It can be fun though.


----------



## BillD (Jun 5, 2006)

There are more than a few members here who culture them. They might be an easier source. If looking for your own, try to find a fish free pond. No parasites then.


----------



## Wiccandove (May 19, 2012)

BillD said:


> There are more than a few members here who culture them. They might be an easier source. If looking for your own, try to find a fish free pond. No parasites then.


I had bought a culture a while ago but it crashed and having to go all the way out to Mississauga for more is a bit of a hassle, and shipping is a lot. If anyone downtown daphnia please let me know


----------



## ksimdjembe (Nov 11, 2006)

Didn't Igor have a whole pile at one point?


----------



## slobodan (Jul 16, 2009)

I just collected today some daphnia for my fish. You can find it year around in pools of water and some ponds.. You might not see it but if you scoop with fine enough mesh you will collect some. Usually they are smaller kind of daphnia, not magna.
Igor used to have magna and I'm actually looking for some..


----------



## Atom (Sep 17, 2014)

Whereabouts are these ponds? Do you have a location-specific example?

I'm curious because since spring I've been going around looking for daphnia and fairy shrimp and I've only found beetles, leeches, and larvae


----------



## slobodan (Jul 16, 2009)

@Atom
The best place to look for them is in ditches and places that would fill up with water with heavy rain and go dry if doesn't rain for a while.. pretty much same place you can find mosquito larvae..


----------



## BillD (Jun 5, 2006)

Year round ponds, storm water retention ponds, and the above mentioned seasonal ponds can have them, especially if waterfowl frequent them.

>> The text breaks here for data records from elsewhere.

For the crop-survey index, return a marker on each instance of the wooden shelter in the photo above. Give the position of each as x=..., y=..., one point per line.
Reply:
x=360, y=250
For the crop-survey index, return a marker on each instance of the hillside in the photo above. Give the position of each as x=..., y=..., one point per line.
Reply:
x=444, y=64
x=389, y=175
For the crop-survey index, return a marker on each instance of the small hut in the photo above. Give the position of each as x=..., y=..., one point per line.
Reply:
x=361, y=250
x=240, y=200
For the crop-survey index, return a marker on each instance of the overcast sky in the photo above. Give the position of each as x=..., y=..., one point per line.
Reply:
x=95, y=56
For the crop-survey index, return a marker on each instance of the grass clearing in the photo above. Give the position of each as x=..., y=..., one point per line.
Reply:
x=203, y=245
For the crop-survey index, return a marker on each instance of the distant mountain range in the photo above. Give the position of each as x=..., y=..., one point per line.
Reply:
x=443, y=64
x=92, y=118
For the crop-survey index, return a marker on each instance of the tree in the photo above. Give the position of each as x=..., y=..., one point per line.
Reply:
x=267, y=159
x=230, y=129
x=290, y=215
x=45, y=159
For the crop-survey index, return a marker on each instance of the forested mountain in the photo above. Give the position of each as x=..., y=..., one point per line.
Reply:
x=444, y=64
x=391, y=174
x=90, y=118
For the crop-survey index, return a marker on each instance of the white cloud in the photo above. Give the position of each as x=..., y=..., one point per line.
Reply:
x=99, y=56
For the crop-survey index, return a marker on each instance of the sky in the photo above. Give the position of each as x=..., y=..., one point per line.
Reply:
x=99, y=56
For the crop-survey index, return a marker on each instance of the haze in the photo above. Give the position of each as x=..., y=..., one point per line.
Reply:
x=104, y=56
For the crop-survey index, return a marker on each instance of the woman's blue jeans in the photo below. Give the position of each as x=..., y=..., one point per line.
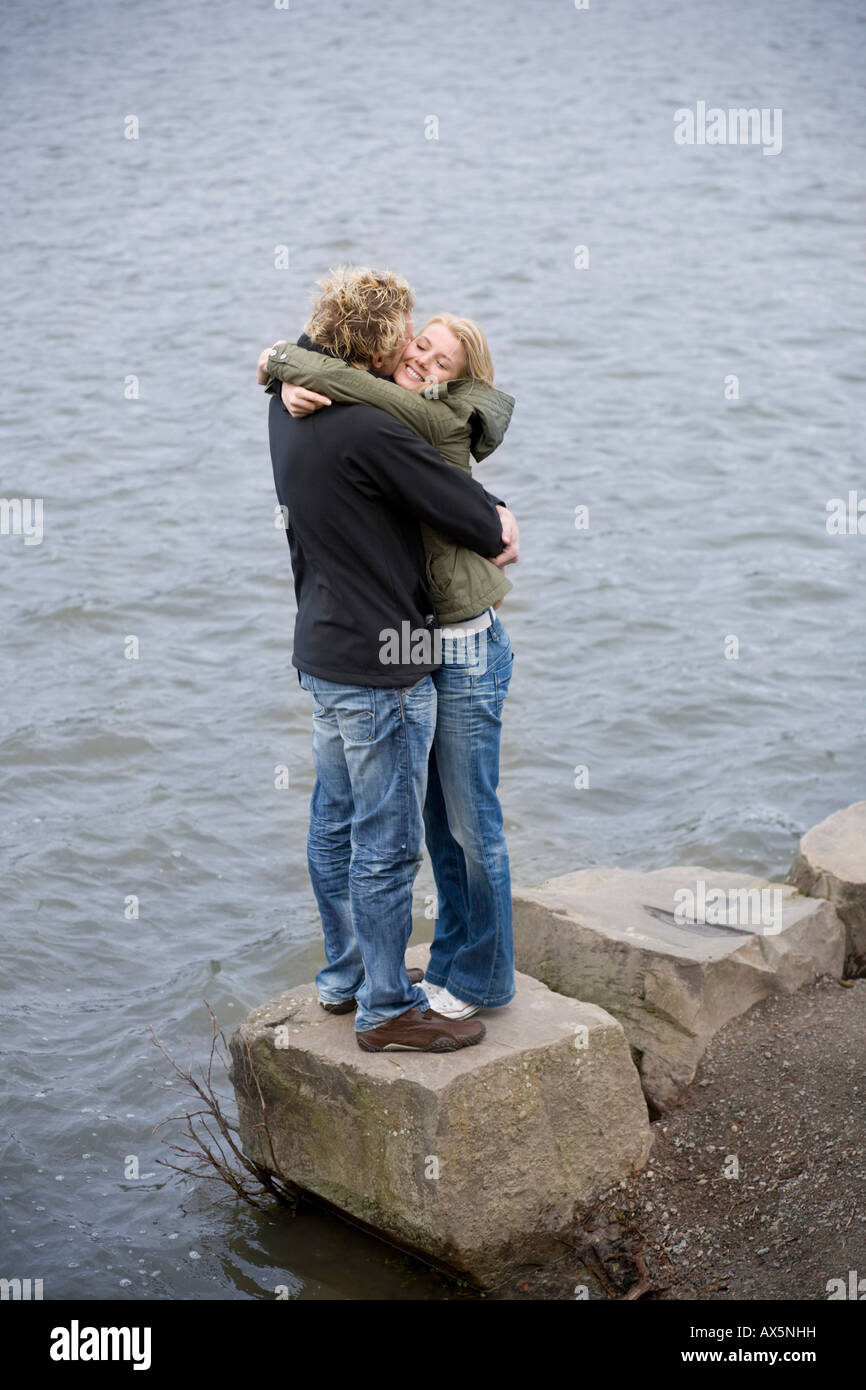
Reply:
x=473, y=950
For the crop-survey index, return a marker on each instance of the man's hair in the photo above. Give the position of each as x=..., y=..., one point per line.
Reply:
x=360, y=313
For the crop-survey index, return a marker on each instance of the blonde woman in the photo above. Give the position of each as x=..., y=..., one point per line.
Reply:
x=442, y=387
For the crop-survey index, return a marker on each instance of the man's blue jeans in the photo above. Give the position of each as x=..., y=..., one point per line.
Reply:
x=473, y=951
x=371, y=749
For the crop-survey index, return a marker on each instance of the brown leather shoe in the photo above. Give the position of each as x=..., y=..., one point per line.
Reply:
x=349, y=1005
x=416, y=1032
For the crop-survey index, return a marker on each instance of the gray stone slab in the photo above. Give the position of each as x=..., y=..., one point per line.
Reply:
x=634, y=944
x=477, y=1159
x=831, y=863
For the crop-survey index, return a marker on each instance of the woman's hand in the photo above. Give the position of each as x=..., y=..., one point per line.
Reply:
x=300, y=402
x=262, y=367
x=510, y=538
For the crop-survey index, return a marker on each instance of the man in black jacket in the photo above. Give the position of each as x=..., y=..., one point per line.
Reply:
x=355, y=484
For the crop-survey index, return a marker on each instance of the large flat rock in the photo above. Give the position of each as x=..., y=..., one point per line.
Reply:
x=831, y=863
x=477, y=1159
x=617, y=938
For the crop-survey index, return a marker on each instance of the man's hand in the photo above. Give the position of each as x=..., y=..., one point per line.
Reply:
x=300, y=402
x=510, y=537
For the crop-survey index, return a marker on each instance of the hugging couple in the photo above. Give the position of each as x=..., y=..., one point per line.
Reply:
x=398, y=556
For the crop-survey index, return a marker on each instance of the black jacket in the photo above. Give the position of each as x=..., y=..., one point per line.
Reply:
x=353, y=484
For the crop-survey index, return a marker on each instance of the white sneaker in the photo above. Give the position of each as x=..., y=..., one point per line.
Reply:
x=433, y=991
x=449, y=1007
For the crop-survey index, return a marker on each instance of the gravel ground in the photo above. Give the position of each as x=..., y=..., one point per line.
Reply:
x=780, y=1094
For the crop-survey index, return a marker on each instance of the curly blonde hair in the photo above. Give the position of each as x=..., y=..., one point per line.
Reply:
x=360, y=313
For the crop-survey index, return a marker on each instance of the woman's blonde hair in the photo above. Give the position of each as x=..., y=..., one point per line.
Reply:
x=360, y=313
x=478, y=362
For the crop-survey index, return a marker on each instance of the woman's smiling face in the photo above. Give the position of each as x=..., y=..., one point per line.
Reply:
x=435, y=355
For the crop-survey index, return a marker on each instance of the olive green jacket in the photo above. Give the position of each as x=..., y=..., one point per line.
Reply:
x=464, y=417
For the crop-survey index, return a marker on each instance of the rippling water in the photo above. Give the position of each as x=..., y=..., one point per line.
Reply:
x=156, y=259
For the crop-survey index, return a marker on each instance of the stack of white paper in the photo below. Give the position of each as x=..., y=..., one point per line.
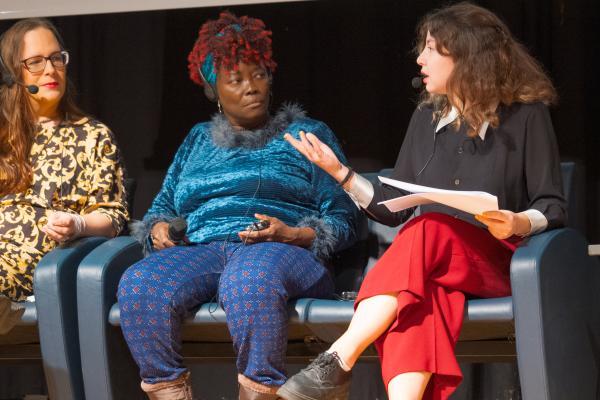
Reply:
x=468, y=201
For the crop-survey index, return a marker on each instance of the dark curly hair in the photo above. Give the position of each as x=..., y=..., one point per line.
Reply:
x=490, y=66
x=231, y=40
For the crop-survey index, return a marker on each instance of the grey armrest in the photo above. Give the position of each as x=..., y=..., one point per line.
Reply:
x=106, y=361
x=556, y=288
x=56, y=309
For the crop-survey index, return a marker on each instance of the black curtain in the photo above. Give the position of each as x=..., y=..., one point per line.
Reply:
x=349, y=63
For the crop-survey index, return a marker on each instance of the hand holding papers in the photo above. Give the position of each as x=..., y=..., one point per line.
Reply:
x=468, y=201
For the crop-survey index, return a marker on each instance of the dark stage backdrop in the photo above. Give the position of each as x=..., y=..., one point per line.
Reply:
x=349, y=63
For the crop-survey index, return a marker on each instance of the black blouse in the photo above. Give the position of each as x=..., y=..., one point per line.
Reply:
x=518, y=162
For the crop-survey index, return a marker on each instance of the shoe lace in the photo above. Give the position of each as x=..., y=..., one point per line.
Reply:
x=325, y=364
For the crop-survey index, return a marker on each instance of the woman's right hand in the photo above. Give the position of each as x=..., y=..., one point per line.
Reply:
x=160, y=236
x=318, y=153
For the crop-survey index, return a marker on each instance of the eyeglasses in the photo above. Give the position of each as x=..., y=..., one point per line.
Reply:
x=38, y=63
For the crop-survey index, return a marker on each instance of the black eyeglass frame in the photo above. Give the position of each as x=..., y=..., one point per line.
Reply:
x=63, y=62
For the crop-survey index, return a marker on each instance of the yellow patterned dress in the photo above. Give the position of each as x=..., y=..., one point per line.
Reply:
x=76, y=168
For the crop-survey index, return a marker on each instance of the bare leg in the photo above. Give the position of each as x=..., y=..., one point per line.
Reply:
x=373, y=317
x=408, y=386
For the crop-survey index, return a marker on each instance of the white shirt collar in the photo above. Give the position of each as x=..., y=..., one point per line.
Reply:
x=452, y=115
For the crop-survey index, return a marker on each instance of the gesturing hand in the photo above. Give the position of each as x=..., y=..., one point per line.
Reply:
x=318, y=153
x=62, y=226
x=502, y=224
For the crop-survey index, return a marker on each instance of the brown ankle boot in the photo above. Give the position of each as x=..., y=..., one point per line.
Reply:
x=179, y=389
x=250, y=390
x=249, y=394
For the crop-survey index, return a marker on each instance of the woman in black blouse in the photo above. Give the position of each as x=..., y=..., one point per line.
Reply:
x=482, y=124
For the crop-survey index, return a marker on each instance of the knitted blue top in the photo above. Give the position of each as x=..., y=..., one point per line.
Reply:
x=221, y=177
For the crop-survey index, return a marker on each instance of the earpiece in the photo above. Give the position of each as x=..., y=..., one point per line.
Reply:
x=7, y=77
x=209, y=91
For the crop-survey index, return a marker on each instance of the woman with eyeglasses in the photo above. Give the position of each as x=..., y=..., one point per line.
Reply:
x=60, y=174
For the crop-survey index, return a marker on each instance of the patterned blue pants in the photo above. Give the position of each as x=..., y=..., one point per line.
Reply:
x=253, y=283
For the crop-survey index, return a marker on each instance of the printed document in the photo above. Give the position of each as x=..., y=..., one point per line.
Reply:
x=468, y=201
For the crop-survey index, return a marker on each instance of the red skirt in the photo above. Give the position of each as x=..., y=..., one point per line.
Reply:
x=434, y=260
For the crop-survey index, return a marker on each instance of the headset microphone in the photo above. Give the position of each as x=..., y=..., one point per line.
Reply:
x=33, y=89
x=417, y=82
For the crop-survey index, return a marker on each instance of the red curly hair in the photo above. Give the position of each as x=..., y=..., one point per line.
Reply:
x=231, y=40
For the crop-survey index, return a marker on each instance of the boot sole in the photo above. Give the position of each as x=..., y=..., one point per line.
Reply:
x=288, y=394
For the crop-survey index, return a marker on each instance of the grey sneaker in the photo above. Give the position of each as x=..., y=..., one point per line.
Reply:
x=322, y=379
x=10, y=313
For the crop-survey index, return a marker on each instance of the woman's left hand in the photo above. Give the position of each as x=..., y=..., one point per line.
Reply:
x=502, y=224
x=278, y=231
x=64, y=226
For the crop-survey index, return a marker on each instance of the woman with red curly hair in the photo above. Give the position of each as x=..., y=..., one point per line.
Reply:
x=483, y=124
x=229, y=172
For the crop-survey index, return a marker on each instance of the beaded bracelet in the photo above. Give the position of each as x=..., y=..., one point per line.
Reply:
x=347, y=177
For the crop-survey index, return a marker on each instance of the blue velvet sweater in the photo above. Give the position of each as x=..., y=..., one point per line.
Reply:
x=221, y=177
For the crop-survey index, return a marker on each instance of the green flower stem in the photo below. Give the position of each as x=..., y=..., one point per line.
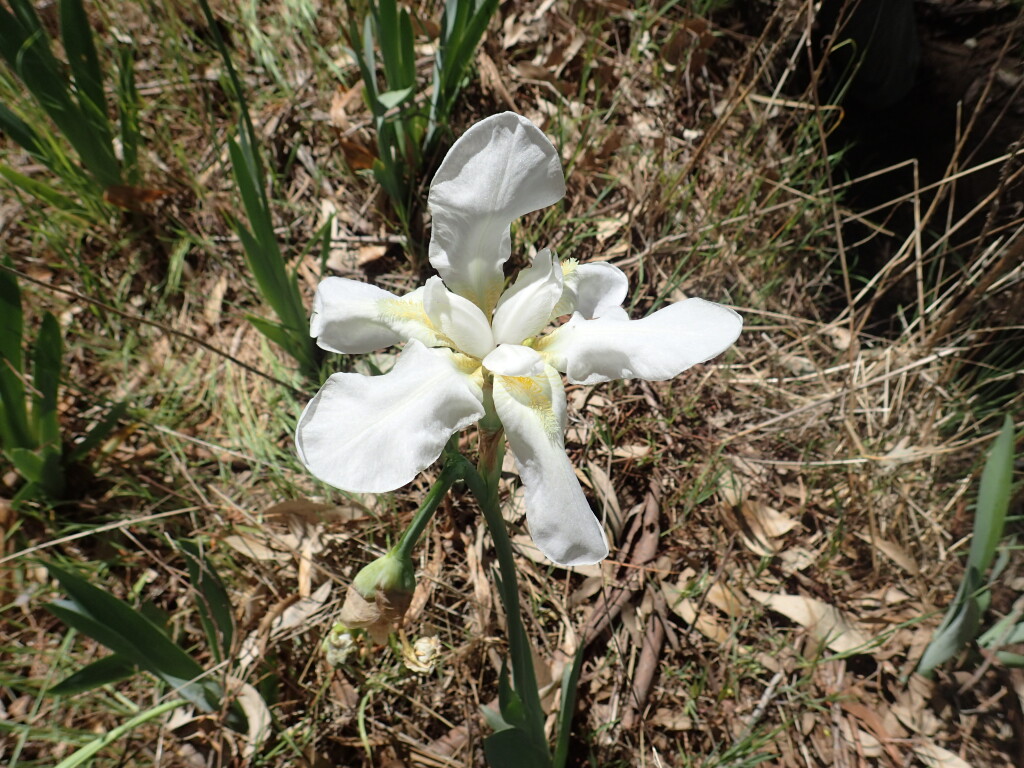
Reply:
x=85, y=754
x=450, y=473
x=483, y=484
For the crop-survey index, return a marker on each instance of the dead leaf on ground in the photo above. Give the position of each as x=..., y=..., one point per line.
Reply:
x=934, y=756
x=686, y=608
x=825, y=623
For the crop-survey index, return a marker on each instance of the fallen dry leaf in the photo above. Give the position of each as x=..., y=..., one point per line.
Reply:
x=934, y=756
x=825, y=623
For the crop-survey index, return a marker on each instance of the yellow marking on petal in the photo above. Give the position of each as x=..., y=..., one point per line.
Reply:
x=399, y=309
x=466, y=364
x=530, y=393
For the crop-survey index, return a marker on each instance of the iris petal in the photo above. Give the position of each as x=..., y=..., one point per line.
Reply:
x=594, y=290
x=524, y=308
x=352, y=317
x=457, y=318
x=500, y=169
x=375, y=433
x=654, y=348
x=532, y=412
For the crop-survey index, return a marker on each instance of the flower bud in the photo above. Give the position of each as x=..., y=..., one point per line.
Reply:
x=422, y=655
x=379, y=596
x=338, y=645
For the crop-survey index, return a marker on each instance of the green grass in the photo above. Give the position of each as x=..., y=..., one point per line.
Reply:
x=205, y=449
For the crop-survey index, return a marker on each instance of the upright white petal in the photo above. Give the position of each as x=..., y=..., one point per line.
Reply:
x=595, y=290
x=514, y=359
x=500, y=169
x=532, y=412
x=351, y=316
x=654, y=348
x=457, y=318
x=375, y=433
x=524, y=308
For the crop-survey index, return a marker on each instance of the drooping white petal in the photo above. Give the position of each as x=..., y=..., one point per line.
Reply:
x=457, y=318
x=595, y=290
x=500, y=169
x=524, y=308
x=514, y=359
x=351, y=316
x=375, y=433
x=532, y=412
x=654, y=348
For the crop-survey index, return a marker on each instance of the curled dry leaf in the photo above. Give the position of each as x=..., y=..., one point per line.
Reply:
x=758, y=525
x=686, y=608
x=934, y=756
x=825, y=623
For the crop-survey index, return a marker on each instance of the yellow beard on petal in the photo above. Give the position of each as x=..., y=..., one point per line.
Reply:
x=529, y=392
x=398, y=310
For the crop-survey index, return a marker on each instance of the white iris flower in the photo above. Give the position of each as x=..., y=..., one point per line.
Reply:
x=467, y=336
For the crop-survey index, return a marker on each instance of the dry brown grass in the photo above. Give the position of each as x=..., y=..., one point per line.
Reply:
x=817, y=476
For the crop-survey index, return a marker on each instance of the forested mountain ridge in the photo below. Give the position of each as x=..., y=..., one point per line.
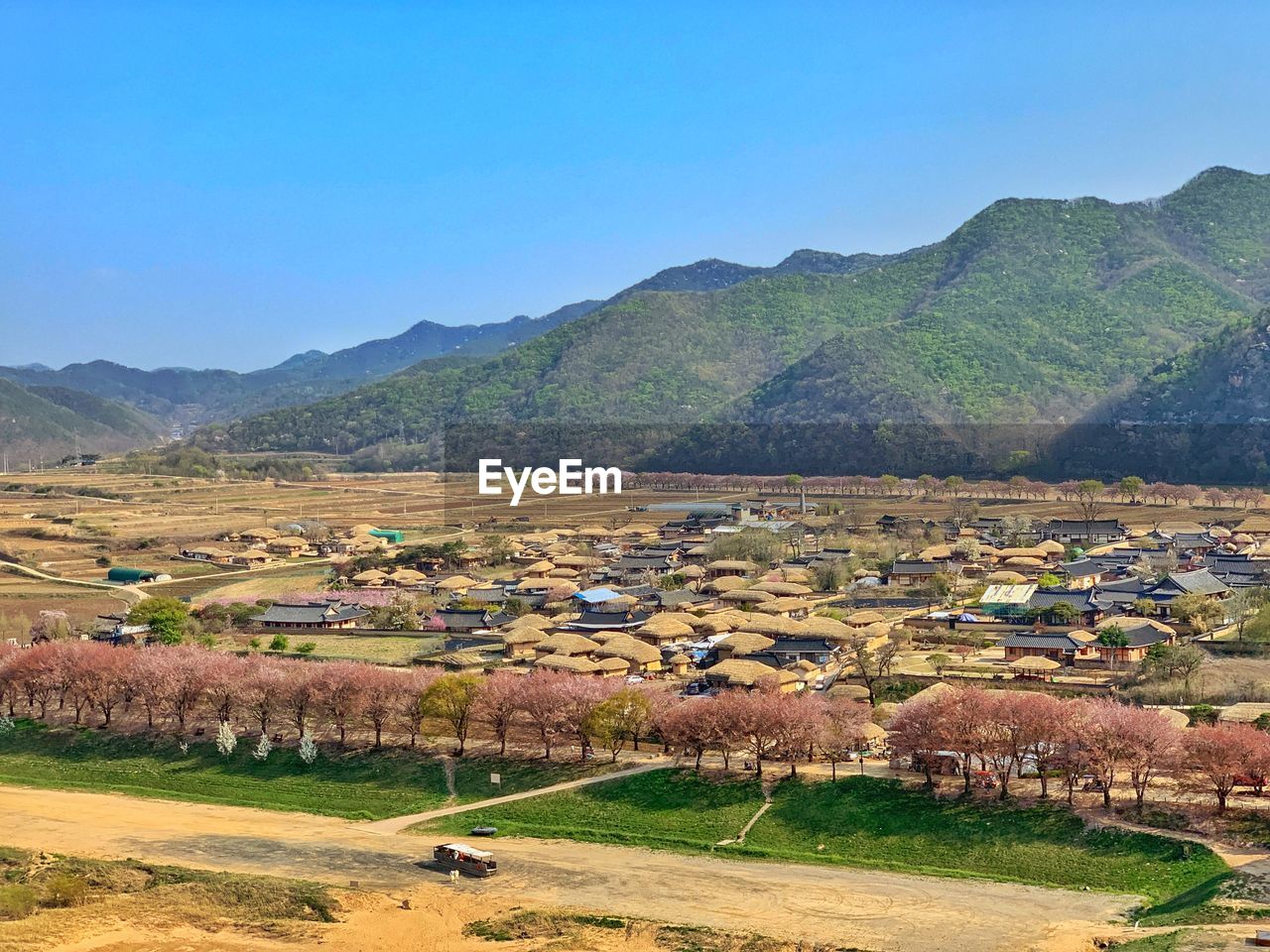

If there are fish present, and I believe fish may be introduced to some of them to keep the mosquitos down, you won't find many, or even any. Fairy shrimp are a spring occurrence. They first appear before the ice has fully melted, appearing like brine shrimp naupli, around the edges of ponds.


----------



## Atom (Sep 17, 2014)

Thanks for the detailed responses 

I didn't know daphnia could be found year round so maybe I'll take a look at those water hazards near golf courses or the storm water retention ponds that were mentioned.


----------